Equivariant maps to subshifts whose points have small stabilizers

TL;DR

This paper extends a result on equivariant maps to subshifts in group actions, showing how to control stabilizers and construct free subshifts with universal properties for free Borel actions.

Contribution

It generalizes prior work by constructing subshifts with prescribed stabilizers, including free subshifts, for a broad class of group actions and subshifts of finite type.

Findings

Existence of subshifts with specified stabilizers for continuous equivariant maps.

Construction of free subshifts within proper colorings of Cayley graphs.

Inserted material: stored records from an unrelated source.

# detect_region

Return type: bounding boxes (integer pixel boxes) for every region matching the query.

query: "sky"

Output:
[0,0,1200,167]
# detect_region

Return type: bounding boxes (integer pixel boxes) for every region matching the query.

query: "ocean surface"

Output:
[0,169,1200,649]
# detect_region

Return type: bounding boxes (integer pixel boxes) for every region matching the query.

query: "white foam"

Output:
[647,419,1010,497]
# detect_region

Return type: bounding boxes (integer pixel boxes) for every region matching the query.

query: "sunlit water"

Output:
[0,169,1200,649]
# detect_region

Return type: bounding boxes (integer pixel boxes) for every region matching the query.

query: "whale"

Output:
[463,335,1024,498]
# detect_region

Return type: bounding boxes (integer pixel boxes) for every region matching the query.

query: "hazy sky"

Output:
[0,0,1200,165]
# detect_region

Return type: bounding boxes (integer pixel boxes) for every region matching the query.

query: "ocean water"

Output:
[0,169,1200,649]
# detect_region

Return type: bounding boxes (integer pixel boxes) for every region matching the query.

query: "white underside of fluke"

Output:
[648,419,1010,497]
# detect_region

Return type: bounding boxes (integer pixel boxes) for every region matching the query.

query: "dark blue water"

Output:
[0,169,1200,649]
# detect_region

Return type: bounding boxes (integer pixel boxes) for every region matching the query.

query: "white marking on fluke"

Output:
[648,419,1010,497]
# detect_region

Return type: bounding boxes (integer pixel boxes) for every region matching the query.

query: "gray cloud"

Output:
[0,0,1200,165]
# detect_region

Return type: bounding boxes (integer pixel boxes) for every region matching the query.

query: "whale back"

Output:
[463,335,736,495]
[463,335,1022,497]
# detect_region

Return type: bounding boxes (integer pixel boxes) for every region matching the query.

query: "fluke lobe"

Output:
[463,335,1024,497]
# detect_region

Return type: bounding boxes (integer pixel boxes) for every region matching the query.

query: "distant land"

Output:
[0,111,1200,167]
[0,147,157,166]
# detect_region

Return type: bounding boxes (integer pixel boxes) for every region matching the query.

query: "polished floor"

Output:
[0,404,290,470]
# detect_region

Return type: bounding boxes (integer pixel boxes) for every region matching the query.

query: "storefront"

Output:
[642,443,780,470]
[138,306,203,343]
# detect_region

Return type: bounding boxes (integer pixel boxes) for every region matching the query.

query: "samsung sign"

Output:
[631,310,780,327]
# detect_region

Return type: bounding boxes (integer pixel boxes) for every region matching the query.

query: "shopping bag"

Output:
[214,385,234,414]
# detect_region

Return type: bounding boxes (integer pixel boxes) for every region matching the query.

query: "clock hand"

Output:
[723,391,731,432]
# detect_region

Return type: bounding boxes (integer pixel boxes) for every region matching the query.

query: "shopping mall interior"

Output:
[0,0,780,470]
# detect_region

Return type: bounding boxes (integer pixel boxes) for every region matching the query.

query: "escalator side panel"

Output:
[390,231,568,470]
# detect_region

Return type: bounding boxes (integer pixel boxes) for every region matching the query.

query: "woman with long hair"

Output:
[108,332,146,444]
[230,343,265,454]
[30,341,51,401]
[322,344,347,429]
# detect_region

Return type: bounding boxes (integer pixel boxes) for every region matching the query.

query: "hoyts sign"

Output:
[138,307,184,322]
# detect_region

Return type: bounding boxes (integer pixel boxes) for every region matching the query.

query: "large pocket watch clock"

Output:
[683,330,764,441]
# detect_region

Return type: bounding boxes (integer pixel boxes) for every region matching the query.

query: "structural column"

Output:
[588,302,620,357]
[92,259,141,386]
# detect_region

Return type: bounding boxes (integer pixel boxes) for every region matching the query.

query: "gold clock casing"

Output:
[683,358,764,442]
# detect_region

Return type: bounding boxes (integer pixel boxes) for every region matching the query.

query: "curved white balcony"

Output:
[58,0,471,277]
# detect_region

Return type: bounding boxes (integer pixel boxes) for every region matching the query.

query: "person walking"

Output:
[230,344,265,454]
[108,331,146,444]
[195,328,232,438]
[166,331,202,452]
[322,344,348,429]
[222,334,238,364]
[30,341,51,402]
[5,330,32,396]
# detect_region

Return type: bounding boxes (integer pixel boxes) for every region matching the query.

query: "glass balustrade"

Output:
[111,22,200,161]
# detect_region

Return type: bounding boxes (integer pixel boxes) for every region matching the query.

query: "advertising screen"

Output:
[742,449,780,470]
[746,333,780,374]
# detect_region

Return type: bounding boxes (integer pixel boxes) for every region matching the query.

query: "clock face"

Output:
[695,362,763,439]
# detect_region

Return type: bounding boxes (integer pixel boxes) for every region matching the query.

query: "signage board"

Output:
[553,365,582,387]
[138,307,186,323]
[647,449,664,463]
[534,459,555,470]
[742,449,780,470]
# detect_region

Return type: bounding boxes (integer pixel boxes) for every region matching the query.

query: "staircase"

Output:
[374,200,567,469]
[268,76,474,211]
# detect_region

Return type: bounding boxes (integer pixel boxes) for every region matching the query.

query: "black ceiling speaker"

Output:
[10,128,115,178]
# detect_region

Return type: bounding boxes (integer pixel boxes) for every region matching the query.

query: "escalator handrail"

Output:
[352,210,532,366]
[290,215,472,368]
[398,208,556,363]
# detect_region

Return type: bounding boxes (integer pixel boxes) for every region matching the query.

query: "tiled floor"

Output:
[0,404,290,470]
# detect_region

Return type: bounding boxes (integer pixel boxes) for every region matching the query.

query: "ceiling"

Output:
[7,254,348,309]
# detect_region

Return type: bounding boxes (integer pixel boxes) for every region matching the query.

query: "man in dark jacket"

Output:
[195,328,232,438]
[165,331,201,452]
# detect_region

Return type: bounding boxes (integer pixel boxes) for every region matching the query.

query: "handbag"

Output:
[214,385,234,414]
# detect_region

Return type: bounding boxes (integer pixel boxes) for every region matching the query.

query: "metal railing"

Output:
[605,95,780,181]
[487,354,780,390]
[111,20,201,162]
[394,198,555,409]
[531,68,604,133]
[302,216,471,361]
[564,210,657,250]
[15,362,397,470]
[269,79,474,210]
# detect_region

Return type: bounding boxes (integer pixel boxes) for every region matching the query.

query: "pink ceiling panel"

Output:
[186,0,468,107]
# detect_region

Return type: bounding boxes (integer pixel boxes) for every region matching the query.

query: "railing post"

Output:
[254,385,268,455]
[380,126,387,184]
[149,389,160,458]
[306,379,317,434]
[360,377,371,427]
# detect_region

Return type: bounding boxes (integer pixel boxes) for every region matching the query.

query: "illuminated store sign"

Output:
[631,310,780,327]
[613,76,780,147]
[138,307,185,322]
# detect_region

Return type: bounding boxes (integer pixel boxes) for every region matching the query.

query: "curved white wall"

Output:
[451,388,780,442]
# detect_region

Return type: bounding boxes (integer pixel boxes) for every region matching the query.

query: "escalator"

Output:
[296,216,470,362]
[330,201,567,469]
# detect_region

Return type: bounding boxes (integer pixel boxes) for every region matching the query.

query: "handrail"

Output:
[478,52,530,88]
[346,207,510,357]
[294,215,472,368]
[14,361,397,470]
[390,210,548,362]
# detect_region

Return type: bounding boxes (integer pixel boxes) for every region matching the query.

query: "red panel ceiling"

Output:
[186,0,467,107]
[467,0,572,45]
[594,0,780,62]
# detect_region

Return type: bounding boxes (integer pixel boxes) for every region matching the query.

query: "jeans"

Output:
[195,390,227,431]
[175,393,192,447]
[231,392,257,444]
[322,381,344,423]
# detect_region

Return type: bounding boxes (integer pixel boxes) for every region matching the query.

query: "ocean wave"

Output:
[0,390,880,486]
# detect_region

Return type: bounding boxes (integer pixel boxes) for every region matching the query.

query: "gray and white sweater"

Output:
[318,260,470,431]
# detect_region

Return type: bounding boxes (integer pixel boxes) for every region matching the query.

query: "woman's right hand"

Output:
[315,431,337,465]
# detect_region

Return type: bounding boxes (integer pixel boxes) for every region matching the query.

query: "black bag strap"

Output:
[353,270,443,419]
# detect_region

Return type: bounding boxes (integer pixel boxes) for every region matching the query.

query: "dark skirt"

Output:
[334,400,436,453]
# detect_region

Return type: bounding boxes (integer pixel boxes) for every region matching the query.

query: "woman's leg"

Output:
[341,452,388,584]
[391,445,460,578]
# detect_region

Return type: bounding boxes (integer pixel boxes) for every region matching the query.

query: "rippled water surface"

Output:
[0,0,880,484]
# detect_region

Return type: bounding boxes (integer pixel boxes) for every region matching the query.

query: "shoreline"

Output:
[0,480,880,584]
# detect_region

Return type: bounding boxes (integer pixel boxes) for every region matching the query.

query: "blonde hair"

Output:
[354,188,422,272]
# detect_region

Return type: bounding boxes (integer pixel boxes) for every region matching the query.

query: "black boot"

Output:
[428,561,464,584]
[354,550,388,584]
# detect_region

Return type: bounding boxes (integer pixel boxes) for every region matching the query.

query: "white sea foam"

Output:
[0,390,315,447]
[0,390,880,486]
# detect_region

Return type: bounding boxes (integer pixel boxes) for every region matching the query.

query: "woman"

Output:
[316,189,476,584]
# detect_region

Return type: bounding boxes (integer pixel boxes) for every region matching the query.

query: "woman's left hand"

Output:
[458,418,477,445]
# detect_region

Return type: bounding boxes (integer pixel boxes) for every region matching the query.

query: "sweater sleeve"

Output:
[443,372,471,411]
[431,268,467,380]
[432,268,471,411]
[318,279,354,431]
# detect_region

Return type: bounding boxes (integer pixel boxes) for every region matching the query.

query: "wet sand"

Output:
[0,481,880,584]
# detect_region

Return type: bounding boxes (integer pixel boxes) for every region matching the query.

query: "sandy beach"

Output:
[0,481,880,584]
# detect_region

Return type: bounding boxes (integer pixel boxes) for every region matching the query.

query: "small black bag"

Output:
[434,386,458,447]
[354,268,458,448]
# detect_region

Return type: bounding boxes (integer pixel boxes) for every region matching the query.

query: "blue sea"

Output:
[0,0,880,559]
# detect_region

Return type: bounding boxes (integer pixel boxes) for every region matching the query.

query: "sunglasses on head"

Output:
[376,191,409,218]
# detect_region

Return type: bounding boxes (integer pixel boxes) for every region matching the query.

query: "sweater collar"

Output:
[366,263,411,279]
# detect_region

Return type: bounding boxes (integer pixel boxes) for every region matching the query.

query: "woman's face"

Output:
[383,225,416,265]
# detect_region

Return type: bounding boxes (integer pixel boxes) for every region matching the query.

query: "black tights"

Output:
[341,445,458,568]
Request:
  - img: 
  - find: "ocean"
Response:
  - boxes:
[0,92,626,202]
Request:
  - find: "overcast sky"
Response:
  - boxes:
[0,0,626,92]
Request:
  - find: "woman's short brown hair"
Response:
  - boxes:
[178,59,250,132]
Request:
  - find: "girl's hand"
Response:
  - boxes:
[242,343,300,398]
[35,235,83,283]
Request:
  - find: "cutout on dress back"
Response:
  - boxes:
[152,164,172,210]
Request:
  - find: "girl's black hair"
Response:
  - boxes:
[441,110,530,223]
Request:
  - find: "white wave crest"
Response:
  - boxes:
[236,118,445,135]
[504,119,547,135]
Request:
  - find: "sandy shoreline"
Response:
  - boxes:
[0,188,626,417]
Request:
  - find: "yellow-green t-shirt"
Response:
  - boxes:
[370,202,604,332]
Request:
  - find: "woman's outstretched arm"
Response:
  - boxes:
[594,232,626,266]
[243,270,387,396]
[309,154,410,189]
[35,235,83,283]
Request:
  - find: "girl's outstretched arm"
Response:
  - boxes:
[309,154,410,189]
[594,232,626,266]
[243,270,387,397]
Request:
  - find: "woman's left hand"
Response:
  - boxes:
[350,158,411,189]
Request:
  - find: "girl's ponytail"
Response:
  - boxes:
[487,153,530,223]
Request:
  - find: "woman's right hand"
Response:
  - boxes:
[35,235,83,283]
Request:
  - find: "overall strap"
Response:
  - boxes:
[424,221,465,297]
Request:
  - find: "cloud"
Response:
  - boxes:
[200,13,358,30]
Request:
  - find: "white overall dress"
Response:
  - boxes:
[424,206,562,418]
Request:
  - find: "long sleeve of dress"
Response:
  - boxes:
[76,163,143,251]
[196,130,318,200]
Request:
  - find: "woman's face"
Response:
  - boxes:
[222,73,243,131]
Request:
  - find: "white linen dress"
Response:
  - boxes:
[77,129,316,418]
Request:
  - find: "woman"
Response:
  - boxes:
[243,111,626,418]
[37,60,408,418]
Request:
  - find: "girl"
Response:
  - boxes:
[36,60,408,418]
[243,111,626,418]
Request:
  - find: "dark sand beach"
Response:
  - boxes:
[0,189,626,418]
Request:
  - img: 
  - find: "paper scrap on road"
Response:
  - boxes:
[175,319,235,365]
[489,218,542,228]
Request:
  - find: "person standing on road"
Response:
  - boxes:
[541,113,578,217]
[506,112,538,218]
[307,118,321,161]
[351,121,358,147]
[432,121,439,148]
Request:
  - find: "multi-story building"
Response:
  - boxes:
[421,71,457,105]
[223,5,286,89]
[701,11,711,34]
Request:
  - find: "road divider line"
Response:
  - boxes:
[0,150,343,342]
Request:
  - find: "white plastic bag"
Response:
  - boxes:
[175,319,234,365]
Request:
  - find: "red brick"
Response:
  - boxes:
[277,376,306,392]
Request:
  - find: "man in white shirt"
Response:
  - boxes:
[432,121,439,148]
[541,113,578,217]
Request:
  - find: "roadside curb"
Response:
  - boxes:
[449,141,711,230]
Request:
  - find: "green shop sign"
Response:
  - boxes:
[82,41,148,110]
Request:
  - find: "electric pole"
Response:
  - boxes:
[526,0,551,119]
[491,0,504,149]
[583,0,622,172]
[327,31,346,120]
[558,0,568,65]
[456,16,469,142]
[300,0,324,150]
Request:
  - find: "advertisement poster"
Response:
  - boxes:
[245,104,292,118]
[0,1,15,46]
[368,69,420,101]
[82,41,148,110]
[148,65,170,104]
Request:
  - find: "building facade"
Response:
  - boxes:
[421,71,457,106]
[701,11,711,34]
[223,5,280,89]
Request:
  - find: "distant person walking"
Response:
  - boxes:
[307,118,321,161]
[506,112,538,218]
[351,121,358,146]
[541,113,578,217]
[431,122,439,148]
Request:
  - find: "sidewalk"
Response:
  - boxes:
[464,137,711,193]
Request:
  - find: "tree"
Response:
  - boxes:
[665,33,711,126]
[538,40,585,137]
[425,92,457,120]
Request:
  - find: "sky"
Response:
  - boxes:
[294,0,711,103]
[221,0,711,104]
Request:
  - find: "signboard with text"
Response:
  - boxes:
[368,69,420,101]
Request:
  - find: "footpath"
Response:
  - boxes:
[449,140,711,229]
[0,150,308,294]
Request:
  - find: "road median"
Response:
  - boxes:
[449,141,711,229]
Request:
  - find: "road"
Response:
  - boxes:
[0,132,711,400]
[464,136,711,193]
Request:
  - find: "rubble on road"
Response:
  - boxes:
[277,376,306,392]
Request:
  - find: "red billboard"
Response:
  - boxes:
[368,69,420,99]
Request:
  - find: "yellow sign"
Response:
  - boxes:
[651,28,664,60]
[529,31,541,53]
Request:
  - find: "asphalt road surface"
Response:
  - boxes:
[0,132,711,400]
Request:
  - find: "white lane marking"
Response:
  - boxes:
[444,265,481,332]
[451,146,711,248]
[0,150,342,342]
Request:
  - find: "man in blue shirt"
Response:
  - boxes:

Universal property: every free Borel action admits an equivariant map to these subshifts.

Abstract

Let $\Gamma$ be a countably infinite group. Given $k \in \mathbb{N}$, we use $\mathrm{Free}(k^\Gamma)$ to denote the free part of the Bernoulli shift action of $\Gamma$ on $k^\Gamma$. Seward and Tucker-Drob showed that there exists a free subshift $\mathcal{S} \subseteq \mathrm{Free}(2^\Gamma)$ such that every free Borel action of $\Gamma$ on a Polish space admits a Borel $\Gamma$-equivariant map to $\mathcal{S}$. Here we generalize this result as follows. Let $\mathcal{S}$ be a subshift of finite type (for example, $\mathcal{S}$ could be the set of all proper colorings of the Cayley graph of $\Gamma$ with some finite number of colors). Suppose that $\pi \colon \mathrm{Free}(k^\Gamma) \to \mathcal{S}$ is a continuous $\Gamma$-equivariant map and let $\mathrm{Stab}(\pi)$ be the set of all group elements that fix every point in the image of $\pi$. Unless $\pi$ is constant, $\mathrm{Stab}(\pi)$ is a finite normal subgroup of $\Gamma$. We prove that there exists a subshift $\mathcal{S}' \subseteq \mathcal{S}$ such that the stabilizer of every point in $\mathcal{S}'$ is $\mathrm{Stab}(\pi)$ and every free Borel action of $\Gamma$ on a Polish space admits a Borel $\Gamma$-equivariant map to $\mathcal{S}'$. In particular, if the shift action of $\Gamma$ on the image of $\pi$ is faithful (i.e., if $\mathrm{Stab}(\pi)$ is trivial), then the subshift $\mathcal{S}'$ is free. As an application of this general result, we deduce that if $F$ is a finite symmetric subset of $\Gamma \setminus \{\mathbf{1}\}$ of size $|F| = d \geq 1$ and $\mathrm{Col}(F, d + 1) \subseteq (d+1)^\Gamma$ is the set of all proper $(d+1)$-colorings of the Cayley graph of $\Gamma$ corresponding to $F$, then there is a free subshift $\mathcal{S} \subseteq \mathrm{Col}(F, d+1)$ such that every free Borel action of $\Gamma$ on a Polish space admits a Borel $\Gamma$-equivariant map to $\mathcal{S}$.